Elle appartient au garde-corps et elle accompagne l’escalier sur toute sa longueur. Un garde-corps rampant est le garde-corps qui suit la volée d’escalier. Celui-ci doit toujours être prévu d’une hauteur de 0,90 m (900 mm) minimum par rapport à la verticale du nez de marche.

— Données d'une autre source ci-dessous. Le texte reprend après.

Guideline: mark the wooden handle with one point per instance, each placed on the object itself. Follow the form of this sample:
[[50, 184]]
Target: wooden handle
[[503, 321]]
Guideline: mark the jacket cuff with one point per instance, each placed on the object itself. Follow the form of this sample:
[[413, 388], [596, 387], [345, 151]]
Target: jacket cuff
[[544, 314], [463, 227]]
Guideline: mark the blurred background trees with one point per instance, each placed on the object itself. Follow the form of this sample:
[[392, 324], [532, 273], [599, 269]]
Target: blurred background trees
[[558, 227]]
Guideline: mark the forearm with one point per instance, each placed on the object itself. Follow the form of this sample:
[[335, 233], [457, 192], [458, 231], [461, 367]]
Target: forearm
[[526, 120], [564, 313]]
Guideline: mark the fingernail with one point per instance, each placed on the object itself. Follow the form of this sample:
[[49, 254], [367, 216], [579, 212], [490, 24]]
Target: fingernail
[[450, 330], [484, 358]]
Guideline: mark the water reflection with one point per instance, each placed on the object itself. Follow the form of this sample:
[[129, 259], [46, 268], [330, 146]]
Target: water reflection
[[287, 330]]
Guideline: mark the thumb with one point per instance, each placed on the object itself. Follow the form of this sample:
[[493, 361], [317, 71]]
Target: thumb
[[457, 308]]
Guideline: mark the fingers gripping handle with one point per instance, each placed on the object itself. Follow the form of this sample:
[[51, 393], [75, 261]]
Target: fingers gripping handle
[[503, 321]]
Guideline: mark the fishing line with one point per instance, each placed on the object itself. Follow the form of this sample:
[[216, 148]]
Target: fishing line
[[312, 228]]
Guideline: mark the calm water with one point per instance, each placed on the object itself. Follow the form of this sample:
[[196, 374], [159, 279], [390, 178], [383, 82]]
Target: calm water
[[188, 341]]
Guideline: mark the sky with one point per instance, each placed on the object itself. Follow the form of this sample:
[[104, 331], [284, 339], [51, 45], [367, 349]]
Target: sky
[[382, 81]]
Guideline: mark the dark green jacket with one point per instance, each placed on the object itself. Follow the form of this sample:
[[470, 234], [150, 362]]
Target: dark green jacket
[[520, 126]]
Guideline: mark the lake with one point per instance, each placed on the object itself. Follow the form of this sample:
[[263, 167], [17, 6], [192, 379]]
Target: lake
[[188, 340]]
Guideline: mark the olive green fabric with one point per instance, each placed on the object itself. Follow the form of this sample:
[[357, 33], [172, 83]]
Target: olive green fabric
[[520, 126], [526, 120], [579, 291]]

Un garde-corps de palier est destiné aux parties horizontales d’un escalier. Celui-ci doit toujours être prévu à une hauteur minimum de 1 m (1 020 mm généralement). Dans le cas d’un garde-corps à lisses horizontales, on retrouve obligatoirement une plinthe, généralement situé à 50 mm du sol et qui monte jusqu’à 450 mm minimum, suivi du nombre de lisses souhaité pour obtenir 1020. L’espacement maximum de celles-ci doit être de 180 mm. Dans le cas d’un garde-corps à balustres verticaux, la principale règle est que l’espace maximum entre 2 balustres ne dépasse jamais 110 mm.

Marche

Degré, pièce horizontale sur laquelle on pose le pied. La marche se définit dimensionnellement par son emmarchement, son giron et sa hauteur. Formellement une marche peut être : droite ou carrée (si elle est rectangulaire) ; balancée ou dansante si les deux extrémités ont des largeurs différentes ; biaises si sans être balancée elle n’est pas perpendiculaire au limon. La marche du bas est la marche de départ, celle du haut est la marche d’arrivée ou marche palière.

Nez de marche

Partie de la marche en saillie sur le nu de la contremarche, la hauteur du garde corps ou de la main-courante est calculée à partir du nez.

Paillasse

Dans le cas des escaliers en béton, c’est la dalle en pente intégrant les marches d’une volée.

Palier

Le palier est la plateforme qui reçoit les volées d’escalier montant et descendant et donne accès à l’étage par les portes palières. Une volée de marches ne peut dépasser 25 marches. Si cela est le cas, des plates-formes dites repos doivent être inscrites entre deux volées dans l’escalier. Les volées peuvent être inégales.

Pas

Longueur correspondant à deux hauteurs de marches plus un giron.

Poteau

Pièce de forte section permettant l’assemblage des éléments: rampe, garde-corps, marches, contremarches et limons.

Quart-tournant

Escalier tournant à 90°, il peut être soit:

  • sur palier, entre 2 volées de marches droites
  • à marches rayonnantes (les nez des marches convergent vers l’angle), ce qui est le cas dans la plupart des fabrications industrielles et est d’ailleurs souvent qualifié abusivement de « marches balancées ».
  • à marches balancées, voir balancement.

Rampe

Garde-corps rampant composé d’une main courante, d’un remplissage (balustres) et éventuellement d’une lisse basse.

Reculement

Longueur, vue en plan, de la ligne de foulée.

Trémie ou chevêtre

Ouverture dans un plafond destinée à recevoir l’arrivée de l’escalier.

Volée

Portion d’escalier comprise entre deux plates-formes et qui comprend les marches. Les marches sont droites (en parallèle) dans la volée droite, les marches sont rayonnantes dans la volée d’escalier à vis (à la française), les marches sont biaises ou balancées ou dansantes dans les quartiers tournants.